I noticed that Linux AIO it is considerably faster than using syncronous IO also with O_DIRECT flag.

The thing that surprised me the most is that the throughput achieved by issuing many small random reads of few KBs each with Linux AIO is remarkably higher even than the throughput achieved doing a large (sequential) read of few MBs using synchronous I/O and O_DIRECT.

So, I would like to know: how come Linux AIO peforms that better than syncronous I/O? What does the kernel do when AIO is used? Does the kernel perform request reordering? Does using Linux AIO result in greater CPU utilization than using synchronous I/O?

Thanks a lot in advance


Solution

  • Short answer: Most likely the AIO implementation is "faster" because it submits multiple IOs in parallel, while the synchronous implementation has either zero or one I/O in flight. It has nothing to do with writing to memory or with the kernel I/O path having additional overhead for synchronous I/Os.

    You can check this using iostat -x -d 1. Look at the avgqu-sz (average queue size = the average number of in-flight I/Os) and %util (utilization = the percentage of the time the device had at least one I/O issued to it).

    Long answer:

    • The concept of "faster" is tricky when talking about I/O. Does "faster" mean higher bandwidth? Or is it lower latency? Or bandwidth at a given request size? Or latency at a given queue depth? Or a combination of latency, bandwidth, request size, queue depth, and the many other parameters or the workload? I assume here that you are taking about throughput/bandwidth, however, it is good to remember that the performance of a storage device is not a single dimension metric.

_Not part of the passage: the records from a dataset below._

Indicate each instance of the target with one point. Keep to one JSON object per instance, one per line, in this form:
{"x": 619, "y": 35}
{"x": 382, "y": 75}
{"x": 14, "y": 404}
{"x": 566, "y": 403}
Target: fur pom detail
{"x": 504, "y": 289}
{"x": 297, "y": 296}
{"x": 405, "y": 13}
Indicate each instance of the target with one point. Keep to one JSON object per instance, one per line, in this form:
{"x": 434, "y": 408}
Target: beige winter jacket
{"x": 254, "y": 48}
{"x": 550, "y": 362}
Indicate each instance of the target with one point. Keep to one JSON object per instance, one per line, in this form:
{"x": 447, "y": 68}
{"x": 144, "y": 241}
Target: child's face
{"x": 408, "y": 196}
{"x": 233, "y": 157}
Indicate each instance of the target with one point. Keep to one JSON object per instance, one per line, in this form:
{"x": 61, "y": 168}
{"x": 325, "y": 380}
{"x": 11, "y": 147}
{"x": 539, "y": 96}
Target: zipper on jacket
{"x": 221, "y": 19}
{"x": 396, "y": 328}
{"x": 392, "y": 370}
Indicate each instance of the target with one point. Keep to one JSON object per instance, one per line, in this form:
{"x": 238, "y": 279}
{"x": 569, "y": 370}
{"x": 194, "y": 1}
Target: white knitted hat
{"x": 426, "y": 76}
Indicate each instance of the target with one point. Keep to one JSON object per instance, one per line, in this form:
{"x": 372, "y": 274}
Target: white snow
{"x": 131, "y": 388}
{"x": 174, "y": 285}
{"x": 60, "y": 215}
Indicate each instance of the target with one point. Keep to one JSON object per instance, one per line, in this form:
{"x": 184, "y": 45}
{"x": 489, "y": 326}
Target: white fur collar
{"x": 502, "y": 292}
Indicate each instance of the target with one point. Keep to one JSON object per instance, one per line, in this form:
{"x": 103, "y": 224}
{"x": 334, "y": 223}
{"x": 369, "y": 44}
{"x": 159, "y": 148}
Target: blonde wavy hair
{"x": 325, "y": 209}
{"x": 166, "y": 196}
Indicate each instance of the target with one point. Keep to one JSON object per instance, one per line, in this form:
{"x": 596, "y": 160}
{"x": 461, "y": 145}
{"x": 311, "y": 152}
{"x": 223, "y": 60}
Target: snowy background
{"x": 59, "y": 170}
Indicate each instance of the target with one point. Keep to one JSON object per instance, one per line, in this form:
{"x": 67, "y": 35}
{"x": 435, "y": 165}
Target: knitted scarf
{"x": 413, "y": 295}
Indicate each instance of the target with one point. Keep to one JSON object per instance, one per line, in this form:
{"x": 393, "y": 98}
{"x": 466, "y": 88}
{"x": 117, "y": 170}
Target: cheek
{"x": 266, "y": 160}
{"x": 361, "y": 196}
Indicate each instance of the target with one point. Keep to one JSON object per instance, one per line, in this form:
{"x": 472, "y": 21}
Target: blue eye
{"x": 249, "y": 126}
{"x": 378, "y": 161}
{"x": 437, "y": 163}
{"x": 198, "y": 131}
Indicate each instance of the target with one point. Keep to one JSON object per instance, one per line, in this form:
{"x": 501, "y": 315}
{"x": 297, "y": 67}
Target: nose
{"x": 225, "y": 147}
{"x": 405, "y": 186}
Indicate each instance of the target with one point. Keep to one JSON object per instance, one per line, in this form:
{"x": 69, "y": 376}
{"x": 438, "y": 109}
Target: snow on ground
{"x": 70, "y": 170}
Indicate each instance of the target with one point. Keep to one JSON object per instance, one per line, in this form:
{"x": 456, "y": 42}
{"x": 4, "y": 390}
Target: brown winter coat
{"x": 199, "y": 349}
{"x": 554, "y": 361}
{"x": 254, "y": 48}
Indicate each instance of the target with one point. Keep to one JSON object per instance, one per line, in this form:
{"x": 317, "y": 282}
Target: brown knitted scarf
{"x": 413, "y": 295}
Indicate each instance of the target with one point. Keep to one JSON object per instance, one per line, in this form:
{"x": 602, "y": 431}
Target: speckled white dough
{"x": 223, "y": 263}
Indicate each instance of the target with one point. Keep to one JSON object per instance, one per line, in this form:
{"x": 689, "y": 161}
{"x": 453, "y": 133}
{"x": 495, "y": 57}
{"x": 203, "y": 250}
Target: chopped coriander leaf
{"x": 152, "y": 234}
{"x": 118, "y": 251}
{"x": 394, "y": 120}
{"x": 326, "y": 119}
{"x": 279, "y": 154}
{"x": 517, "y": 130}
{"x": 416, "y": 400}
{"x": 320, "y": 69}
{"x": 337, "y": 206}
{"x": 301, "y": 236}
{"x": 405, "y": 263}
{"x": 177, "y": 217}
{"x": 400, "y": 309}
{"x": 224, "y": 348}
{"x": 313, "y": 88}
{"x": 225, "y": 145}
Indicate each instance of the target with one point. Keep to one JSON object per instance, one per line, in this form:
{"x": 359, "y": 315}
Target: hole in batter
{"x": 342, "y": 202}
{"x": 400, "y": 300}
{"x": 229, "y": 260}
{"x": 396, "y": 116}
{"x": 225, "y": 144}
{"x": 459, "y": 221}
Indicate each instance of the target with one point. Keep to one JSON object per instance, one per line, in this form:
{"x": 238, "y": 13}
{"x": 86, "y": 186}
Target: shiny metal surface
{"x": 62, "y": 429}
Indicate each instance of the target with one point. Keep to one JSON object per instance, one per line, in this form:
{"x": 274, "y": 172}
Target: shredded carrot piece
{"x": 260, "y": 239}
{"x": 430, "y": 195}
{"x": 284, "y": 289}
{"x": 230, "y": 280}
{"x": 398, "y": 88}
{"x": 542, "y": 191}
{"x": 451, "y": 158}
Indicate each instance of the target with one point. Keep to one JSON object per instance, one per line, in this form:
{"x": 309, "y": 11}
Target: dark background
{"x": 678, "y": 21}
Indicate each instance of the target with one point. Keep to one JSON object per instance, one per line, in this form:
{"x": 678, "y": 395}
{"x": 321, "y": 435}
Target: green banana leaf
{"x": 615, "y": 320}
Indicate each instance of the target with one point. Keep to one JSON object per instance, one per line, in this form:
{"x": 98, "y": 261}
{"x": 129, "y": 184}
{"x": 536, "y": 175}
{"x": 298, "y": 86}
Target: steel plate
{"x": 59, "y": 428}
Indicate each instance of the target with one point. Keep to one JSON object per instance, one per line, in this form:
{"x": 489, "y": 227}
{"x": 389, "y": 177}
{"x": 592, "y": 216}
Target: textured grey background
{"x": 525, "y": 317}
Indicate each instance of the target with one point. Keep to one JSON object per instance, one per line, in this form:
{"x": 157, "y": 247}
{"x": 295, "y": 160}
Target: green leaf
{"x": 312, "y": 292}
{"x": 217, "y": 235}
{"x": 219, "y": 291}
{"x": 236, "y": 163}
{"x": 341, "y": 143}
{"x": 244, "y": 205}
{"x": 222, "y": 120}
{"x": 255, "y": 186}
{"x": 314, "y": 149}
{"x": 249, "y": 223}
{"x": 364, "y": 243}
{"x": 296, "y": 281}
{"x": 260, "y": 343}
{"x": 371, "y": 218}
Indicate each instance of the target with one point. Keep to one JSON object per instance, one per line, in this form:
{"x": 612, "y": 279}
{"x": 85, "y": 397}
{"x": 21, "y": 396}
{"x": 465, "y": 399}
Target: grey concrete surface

    • SSDs are highly parallel devices. An SSD is composed of many flash chips, each chip having multiples dies that can read/write independently. SSDs take advantage of this and perform many I/Os in parallel, without a noticeable increase in response time. Therefore, in terms of throughput, it matters a lot how many concurrent I/Os the SSD sees.

    • Lets understand what happens when a thread submits a synchronous I/O: a) the thread spends some CPU cycles preparing the I/O request (generate data, compute offset, copy data into buffer, etc.), b) the system call is performed (e.g. pread()), execution passes to kernel space, and the thread blocks, c) the I/O request is processed by the kernel & traverses the various kernel I/O layers, d) the I/O request is submitted to the device and traverses the interconnect (e.g. PCIe), e) the I/O request is processed by the SSD firmware, f) the actual read command is send to the appropriate flash chip, g) the SSD controller waits for the data, h) the SSD controller gets the data from the flash chip and sends it through the interconnect. At this point the data leaves the SSD and stages e-a) happen in reverse.

    • As you can see, the synchronous I/O process is playing request ping-pong with the SSD. During many of the stages described above no data is actually read from the flash chips. On top of this, although your SSD can process tens to hundreds of requests in parallel, it sees at most one request at any given moment of time. Therefore, throughput is very, very low because you are actually not really using the SSD.

    • Asynchronous I/O helps in two ways: a) it allows the process to submit multiple I/O requests in parallel (the SSD has enough work to keep busy), and b) it allows pipelining I/Os through the various processing stages (therefore decoupling stage latency from throughput).

    • The reason why you see asynchronous I/O being faster than synchronous I/O is because you compare apples and oranges. The synchronous throughput is at a given request size, low queue depth, and without pipelining. The asynchronous throughput is at a different request size, higher queue depth, and with pipelining. The numbers you saw are not comparable.

    • The majority of I/O intensive applications (i.e. most applications such as databases, webservers, etc.) have many threads that perform synchronous I/O. Although each thread can submit at most one I/O at any given moment in time, the kernel & the SSD device see many I/O requests that can be served in parallel. Multiple sync I/O requests results in the same benefits as multiple async I/O requests.

      The main differences between asynchronous and synchronous I/O come down to how I/O & processes scheduling and to the programming model. Both async & sync I/O can squeeze the same IOPS/throughput from a storage device if done right.